And it all came about because ECP&DA workboat Pentland was required for handrail repairs to a pedestrian bridge near Trent lock. Work parties here at Langley Mill happen every Friday and with Pentland ready to transport all the necessary equipment, it fell to Ian and me to take the boat down on the Thursday.
By 8.30am we were ready, sandwiches made, water and kettle onboard and then it was little 'ole me at the helm to steer Pentland away from her moorings, through the opened swing bridge and into the waiting lock. Dave and Izzie turned up just in time to help me down. (ECP&DA members and owners of historic boat Bath). Yesterday a boat had ascended Langley Bridge Lock, winded and then descended again. It stood to reason that all the 11 locks would be against us and Ian would have to turn each and every one around. We reckoned a further hour to be added to our previous estimated 5-hour journey.

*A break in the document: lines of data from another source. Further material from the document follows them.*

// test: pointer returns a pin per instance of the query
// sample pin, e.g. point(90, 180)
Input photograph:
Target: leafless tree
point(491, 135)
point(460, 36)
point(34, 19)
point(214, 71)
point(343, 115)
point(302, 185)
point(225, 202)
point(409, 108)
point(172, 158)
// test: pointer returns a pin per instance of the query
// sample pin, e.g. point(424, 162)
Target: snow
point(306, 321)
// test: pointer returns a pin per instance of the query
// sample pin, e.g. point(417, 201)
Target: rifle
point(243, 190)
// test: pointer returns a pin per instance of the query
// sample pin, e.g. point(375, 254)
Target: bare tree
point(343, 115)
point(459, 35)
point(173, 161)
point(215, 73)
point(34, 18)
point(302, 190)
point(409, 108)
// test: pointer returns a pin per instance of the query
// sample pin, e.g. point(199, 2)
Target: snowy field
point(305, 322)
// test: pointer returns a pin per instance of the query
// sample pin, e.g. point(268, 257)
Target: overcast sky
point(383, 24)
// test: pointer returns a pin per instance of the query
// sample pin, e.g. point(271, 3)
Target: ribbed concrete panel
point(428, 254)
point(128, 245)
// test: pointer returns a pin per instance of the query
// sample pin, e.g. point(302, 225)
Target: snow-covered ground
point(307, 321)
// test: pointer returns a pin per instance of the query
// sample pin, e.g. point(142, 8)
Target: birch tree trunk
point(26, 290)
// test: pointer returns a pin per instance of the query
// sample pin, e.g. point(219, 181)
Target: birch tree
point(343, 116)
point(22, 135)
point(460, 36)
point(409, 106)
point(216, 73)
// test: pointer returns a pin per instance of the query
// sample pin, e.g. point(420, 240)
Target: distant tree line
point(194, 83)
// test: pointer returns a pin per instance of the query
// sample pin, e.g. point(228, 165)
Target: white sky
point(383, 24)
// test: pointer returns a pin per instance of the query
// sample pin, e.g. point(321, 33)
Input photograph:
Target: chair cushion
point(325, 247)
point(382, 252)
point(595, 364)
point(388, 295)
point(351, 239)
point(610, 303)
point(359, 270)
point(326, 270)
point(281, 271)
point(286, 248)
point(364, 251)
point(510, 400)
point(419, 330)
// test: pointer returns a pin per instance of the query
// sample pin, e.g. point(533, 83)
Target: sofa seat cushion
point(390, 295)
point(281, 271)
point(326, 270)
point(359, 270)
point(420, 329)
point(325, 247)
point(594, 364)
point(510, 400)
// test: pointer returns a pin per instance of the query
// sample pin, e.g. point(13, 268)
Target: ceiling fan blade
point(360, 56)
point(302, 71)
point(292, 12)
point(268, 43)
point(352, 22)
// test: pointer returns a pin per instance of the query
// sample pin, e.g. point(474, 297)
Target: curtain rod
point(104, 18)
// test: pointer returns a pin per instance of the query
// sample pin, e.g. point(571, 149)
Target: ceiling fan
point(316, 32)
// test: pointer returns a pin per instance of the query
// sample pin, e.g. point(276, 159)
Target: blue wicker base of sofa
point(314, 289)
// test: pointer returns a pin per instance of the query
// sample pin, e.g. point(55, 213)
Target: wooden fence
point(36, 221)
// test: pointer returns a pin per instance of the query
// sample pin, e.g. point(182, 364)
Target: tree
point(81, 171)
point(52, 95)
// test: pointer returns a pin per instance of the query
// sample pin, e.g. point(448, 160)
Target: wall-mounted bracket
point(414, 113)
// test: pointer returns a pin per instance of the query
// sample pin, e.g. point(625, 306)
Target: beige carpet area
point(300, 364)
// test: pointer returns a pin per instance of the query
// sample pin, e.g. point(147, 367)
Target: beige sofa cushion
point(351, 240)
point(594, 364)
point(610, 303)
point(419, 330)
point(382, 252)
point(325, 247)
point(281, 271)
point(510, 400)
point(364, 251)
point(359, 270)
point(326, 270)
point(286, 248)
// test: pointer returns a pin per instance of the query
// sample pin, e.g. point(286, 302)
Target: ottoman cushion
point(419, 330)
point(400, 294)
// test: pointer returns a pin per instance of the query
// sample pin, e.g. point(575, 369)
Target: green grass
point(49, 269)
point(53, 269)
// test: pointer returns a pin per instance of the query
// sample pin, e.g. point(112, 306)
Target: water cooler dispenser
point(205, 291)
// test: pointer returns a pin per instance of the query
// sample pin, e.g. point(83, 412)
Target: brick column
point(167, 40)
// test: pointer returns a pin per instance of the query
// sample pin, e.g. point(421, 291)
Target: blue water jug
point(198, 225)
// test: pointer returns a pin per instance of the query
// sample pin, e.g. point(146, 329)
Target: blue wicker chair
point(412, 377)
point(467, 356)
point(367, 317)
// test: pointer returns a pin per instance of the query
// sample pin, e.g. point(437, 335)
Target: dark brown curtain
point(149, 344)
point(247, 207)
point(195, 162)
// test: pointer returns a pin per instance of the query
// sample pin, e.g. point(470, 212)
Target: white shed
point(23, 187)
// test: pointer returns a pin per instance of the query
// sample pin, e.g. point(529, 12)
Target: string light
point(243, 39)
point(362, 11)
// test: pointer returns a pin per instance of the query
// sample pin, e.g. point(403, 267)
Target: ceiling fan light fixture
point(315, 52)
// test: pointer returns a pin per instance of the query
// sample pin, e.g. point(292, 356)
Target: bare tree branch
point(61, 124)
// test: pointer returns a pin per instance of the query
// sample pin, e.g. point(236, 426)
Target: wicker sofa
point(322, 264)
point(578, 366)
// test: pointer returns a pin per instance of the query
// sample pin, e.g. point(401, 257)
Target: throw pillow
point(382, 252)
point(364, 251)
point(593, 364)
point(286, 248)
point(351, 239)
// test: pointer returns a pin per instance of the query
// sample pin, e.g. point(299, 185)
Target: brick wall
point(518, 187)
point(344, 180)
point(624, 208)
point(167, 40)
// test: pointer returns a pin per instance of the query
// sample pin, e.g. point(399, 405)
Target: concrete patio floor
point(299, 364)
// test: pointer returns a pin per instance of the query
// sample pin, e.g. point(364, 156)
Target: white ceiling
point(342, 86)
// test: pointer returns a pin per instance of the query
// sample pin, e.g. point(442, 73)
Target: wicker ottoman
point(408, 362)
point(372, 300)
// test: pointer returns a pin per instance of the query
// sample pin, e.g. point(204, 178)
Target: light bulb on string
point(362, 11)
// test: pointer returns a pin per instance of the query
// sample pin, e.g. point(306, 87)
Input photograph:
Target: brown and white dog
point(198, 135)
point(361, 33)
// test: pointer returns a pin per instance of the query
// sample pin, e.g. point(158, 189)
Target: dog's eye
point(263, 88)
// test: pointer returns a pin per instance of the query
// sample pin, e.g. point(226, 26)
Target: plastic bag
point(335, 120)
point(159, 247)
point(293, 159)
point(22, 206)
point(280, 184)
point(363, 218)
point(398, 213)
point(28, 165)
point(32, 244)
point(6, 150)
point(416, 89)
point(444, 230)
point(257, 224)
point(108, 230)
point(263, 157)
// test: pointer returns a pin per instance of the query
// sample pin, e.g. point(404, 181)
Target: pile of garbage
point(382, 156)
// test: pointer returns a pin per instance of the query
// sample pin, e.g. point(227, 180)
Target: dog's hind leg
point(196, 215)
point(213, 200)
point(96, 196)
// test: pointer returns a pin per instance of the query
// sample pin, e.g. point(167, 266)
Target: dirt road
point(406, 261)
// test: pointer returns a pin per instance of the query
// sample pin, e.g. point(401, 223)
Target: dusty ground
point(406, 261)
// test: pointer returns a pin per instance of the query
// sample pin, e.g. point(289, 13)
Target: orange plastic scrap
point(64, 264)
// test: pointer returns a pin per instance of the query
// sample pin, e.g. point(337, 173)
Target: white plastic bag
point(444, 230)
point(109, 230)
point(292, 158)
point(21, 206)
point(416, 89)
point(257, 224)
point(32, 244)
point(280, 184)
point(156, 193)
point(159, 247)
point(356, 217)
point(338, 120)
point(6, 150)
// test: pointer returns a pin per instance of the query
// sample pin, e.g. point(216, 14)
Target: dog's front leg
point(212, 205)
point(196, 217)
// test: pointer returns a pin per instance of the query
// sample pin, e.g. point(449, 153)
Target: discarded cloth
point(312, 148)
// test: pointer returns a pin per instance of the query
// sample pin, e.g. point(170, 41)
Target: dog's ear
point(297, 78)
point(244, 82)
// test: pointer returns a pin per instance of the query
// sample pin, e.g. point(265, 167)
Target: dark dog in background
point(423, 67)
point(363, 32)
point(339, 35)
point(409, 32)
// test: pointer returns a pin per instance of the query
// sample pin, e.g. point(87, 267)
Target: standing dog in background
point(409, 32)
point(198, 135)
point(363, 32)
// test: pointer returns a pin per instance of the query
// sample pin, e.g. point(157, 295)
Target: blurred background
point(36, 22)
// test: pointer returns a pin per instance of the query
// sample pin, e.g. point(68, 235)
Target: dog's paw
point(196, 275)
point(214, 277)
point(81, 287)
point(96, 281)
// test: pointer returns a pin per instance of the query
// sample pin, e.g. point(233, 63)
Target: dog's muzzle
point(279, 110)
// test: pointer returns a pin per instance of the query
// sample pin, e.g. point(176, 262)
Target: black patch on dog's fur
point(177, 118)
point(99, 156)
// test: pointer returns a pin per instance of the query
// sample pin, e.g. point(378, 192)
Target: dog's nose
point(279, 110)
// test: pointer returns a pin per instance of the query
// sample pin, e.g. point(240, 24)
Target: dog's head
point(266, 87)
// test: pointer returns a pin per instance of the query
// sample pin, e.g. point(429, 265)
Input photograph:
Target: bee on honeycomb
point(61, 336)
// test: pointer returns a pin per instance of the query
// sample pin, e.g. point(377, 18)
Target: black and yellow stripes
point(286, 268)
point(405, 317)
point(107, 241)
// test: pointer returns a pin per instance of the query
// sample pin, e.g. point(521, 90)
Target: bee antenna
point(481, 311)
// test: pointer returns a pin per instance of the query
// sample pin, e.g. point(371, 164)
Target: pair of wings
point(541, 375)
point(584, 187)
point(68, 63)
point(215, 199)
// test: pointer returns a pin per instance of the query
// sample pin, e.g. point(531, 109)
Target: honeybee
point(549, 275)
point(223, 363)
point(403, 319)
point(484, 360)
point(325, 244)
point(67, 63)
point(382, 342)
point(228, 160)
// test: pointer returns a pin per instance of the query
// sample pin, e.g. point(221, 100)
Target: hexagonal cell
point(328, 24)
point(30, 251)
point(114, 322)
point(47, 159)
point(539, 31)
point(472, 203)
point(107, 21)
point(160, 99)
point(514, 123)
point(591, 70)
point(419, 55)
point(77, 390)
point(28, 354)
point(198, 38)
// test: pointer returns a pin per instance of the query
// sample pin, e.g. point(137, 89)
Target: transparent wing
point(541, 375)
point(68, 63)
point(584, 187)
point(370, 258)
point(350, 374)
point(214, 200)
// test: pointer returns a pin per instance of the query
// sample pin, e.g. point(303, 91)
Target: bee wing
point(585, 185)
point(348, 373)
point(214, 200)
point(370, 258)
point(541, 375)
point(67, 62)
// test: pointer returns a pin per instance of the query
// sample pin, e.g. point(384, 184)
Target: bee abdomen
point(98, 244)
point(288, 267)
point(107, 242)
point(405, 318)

Imagine our surprise to see that boat moored below the lock. As Pentland crept past, rather noisily because of her loud engine, suddenly the back cabin doors were flung open, but no hail came forth from the owner to ask if we would wait at the next lock. Of course, with no sign of that boat in the distance, we sailed into the full lock, paddles were lifted and down we went. Then sods law struck because Ian was just opening the bottom gates when they turned up!
The next lock was Shipley and here we waited for them to catch up. Had a slight problem though on trying to enter. Reeds had obviously been torn from their roots, possibly by a speeding boater and the only way for me to get Pentland in was to push them to one side. This itself caused its own problems because having parted the mound, both sides of Pentland now had the reeds alongside. I couldn't bring Pentland against the lock edge, so Ian attempted a removal. This failed miserably, and the only option was to move all the reeds toward the bottom gates. Narrowboat Arthur eventually came alongside and with us chatting as you do, discovered that this was actually a time-share boat. The couple owning its twelfth part share was Penny and Mick? who were also members of the River Avon Navigation Trust. Anyway getting both gates open took a bit of doing , the reeds being particular obstinate in getting out of the way, but eventually they succumbed to Ian's brute force of swinging the gates to and fro thereby pushing them out of the way.
|Trying to remove them with the grappling hook.|
Barkers Lock and almost the same problem except this time something in the depths caused the bottom gate to stay shut when we tried to exit. Blooming good job Pentland had a VERY long boat hook (although good grief it was heavy. I struggled to pass it out to Ian). Mike? leapt on board Pentland with his boat hook and between them the obstruction was shifted. (Ian thought it felt like a large piece of wood)
|No lack of water on the Erewash, rather too much I would say.|
|Trying to open the left bottom gate.|
The rest of the journey was uneventful. With all bar one lock with us (Sandiacre was empty) we made it to Sue and Wallies mooring by 2.15pm. Pentland was now within spitting distance of the bridge needing repair and easy for the Friday work party to attend. Total cruising time 5 hours 30 minutes.
And a couple more photos of our jaunt.
|More loosened reed beds. This time at Pasture Lock|
|Mick? joined us to help at Long Eaton Lock. He felt guilty that Ian was doing all the work with us being lead boat.|
And wildlife on route
Oh, and finally today we have had our second AstraZeneca. No adverse effects from the first jabs so we are not expecting any from the second.